Empirically, the research applies this framework to EU water reuse policy and its implementation in agricultural contexts, examining how governance practices may empower or marginalize different actors, from smallholder farmers to migrant labourers. By situating water reuse within the broader political economy of climate adaptation and resource governance, the paper demonstrates how environmental justice struggles are shaped by legal architectures, power relations, and global inequality. This contribution aims to broaden debates on the political economy of environmental infrastructures, showing how justice-oriented analysis can illuminate the hidden distributive and procedural dynamics of climate adaptation policies.

26 September 2025 - Artificial Intelligence and Illegal Markets

Paper: Artificial Intelligence and Illegal Markets
Discussant: Dr Alessio Azzutti (School of Law)
 
Friday 26 September 2025 ‖  11:30am - 12:30pm  ‖  ARC 225  ‖  
 
Abstract: "Artificial Intelligence (AI) is reshaping our present and future society. In the context of illegal markets, its adoption has introduced a growing diversity of economic actors—both human and non-human—and enabled novel market practices and behaviours. These changes have fostered new socio-economic and socio-technical interactions in the production, exchange, and consumption of goods and services—including those enabled by or otherwise associated with AI. Yet despite these developments, a comprehensive conceptual framework that accounts for the complex and multifaceted ways AI shapes the architecture and characteristics of illegal markets remains lacking.

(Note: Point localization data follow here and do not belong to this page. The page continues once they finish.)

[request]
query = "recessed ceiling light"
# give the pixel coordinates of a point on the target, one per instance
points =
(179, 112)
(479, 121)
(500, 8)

This chapter addresses this gap through an interdisciplinary lens, enriching socio-economic research with insights from law and AI studies. It embeds the concepts of ‘AI lifecycle’ and ‘AI value chain’ within a revised theoretical foundation for the study of illegal markets, aiming to inspire future inquiry. Building on this, it examines how AI adoption (i) shifts and blurs the boundaries between legal and illegal markets—proposing a new conceptual framework for understanding AI involvement—and (ii) reconfigures points of tension and ‘interfaces’ where these markets overlap or even converge. The chapter concludes by identifying key challenges for scholars investigating AI-related—including AI-driven—illegal markets, and by emphasizing the urgent need for further research in this rapidly evolving field."